April 17th, 2018

Rise of the Millennial Decision Maker: Why B2B Digital Marketing is Important

Author: Eric Lynch
Eric Lynch
Partner & Director of Business Development

Rise of the Millennial Decision Maker: Why B2B digital marketing is important

Millennials and B2B Digital Marketing

There ‘s a common misconception that the generation born between 1980 and 2000 all live in their parents basement, live on avocados and toast, and generally are apathetic to work. The reality is that nearly 1/3rd of all in this generation have already started a business, and nearly half want to. That outperforms Baby Boomers by more than 10%.

Additionally, this generation represents about 1/3rd of the population of the US. So as Boomers  retire, the balance of decision making will begin tipping in the direction of millennials. As a B2B marketer understanding this shift, and what it will mean in terms how marketing will change is vital. Luckily, as a company comprised entirely of millennials, it’s easier for us to understand how this looks. So here are a few tips that can help you understand why B2B digital marketing is important to a growing number of millennial decision makers.

They Are the Researchers

In a study by SnapApp and Heinz Marketing, the role in a buying committee that millennials took was that of the researcher. Whether that’s because they were perceived as the most tech savvy, or because they naturally research everything they buy, it’s often the role they have.

So what does this mean for a business? If you want to connect with this audience, you’d best have data and researchable items for these buyers to find. This can include blogs, downloadable sheets, and of course case studies. The more research they can uncover about your business, the more likely they are to buy with you.

They Trust Peer Reviews, Not Salespeople

In B2C consumption companies like Amazon have made a living on using the reviews of other buyers to help in the decision making process. The same is true in the B2B sphere. Millennial buyers tend to use online reviews, and the personal reviews they get from people they know to help them make large decisions

How do you rectify this in your B2B business? Google reviews, social media reviews, and other online review sites can help you create a better level of confidence as buyers research your company. Additionally, on your website it’s important to have trust icons, and testimonials from past clients, to give that extra peace of mind.
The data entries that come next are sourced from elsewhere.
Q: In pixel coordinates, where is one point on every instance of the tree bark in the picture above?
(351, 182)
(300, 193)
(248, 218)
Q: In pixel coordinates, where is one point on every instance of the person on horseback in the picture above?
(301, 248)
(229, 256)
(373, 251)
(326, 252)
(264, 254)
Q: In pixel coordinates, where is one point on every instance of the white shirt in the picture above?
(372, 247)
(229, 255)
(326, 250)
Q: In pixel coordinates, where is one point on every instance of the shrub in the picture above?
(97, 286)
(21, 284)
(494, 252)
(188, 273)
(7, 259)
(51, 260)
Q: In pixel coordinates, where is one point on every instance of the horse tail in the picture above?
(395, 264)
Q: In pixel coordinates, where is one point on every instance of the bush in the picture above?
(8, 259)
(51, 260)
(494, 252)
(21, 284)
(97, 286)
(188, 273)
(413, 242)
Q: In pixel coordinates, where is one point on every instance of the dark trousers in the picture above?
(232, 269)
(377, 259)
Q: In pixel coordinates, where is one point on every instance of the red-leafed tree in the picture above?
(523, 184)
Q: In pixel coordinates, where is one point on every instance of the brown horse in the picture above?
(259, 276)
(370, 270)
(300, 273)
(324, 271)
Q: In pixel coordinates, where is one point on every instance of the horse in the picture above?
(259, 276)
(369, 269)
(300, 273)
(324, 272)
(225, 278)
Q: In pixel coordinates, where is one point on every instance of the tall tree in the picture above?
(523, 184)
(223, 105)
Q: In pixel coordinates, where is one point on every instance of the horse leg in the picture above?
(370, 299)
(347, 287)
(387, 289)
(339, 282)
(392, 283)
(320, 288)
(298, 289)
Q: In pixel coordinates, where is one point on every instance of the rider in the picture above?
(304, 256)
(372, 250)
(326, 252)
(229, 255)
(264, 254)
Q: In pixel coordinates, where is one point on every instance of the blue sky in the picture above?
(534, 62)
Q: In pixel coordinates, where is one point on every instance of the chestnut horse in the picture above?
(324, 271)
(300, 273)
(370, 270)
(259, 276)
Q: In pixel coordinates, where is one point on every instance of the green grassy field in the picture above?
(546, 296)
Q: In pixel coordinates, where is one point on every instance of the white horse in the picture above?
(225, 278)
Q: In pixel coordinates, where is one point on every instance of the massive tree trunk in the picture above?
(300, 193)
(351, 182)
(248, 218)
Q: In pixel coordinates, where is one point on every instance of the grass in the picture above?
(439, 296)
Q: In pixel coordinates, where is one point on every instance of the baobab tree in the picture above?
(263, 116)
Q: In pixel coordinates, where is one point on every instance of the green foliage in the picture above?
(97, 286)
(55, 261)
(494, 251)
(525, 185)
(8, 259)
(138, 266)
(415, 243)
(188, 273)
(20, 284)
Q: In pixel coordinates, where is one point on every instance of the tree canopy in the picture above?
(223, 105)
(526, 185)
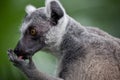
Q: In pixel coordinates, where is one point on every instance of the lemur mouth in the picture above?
(22, 54)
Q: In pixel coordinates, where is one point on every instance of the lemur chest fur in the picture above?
(79, 48)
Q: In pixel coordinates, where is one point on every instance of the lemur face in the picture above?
(39, 28)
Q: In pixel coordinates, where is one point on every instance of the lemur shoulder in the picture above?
(84, 53)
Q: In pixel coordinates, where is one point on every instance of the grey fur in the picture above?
(85, 53)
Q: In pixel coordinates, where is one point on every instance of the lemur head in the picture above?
(42, 27)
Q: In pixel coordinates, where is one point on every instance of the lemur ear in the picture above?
(29, 9)
(54, 10)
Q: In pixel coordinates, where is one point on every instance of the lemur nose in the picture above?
(17, 50)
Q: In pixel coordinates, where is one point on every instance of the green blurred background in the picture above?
(104, 14)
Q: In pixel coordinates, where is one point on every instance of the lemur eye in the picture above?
(33, 32)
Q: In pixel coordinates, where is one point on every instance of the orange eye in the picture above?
(33, 32)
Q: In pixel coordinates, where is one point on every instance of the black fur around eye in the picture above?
(32, 31)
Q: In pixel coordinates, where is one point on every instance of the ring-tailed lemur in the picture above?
(84, 53)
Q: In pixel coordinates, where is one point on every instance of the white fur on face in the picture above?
(29, 9)
(54, 36)
(48, 10)
(25, 26)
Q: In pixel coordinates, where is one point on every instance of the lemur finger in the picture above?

Using their name and the business they are associated with allows them to do research on your clients, and determine the accuracy of your website.

They Are Data Driven

Part of being the main researcher is the notion that data will be your main focus in your decision making process. Points like peer reviews, customer loyalty, your process, and your outcomes are all data points that these folks will use to make the case that you’re the right vendor.

The goal for you as a business is to make every data point as accessible as possible. Sure, gating this content for your own marketing purposes is perfectly fine. But hiding it until you get a sales person in front of them isn’t going to help your case. Sales can’t be the gate keeper of your information, marketing needs to get out in front of that and provide millennial buyers with as many data points in your favor as they can.


I’ve sat in meetings where the person across the table says to me, “ we don’t want to share our pricing with our competitors.” To which I respond, “do you have theirs?” They almost always respond in the affirmative. My response is always the same, “then they have yours, why hide it from potential buyers?”

Price is a data point, and cannot be overlooked when you’re filling in a potential buyer on whether or not they should work with you.

Millennials are often cast as the generation that doesn’t think, or uses emotions to guide their decisions. The data on that doesn’t support that theory, and should support how you market to them. Has this generation loved Apple advertising? Sure!

But if I ask around to all my fellow Mac users on why they buy Apple products it has nothing to do with an emotional connection. It’s because the products work, they interconnect and create an ecosystem, they last a long time, and their support is great. That doesn’t sound like a non-thinking decision.

When it comes to business decision making, the same holds true. Data is the main reason they do what they do, and so you have to reflect that. Because like your pricing, your competition is doing it, and if they’re not, now’s the time to get that leg up.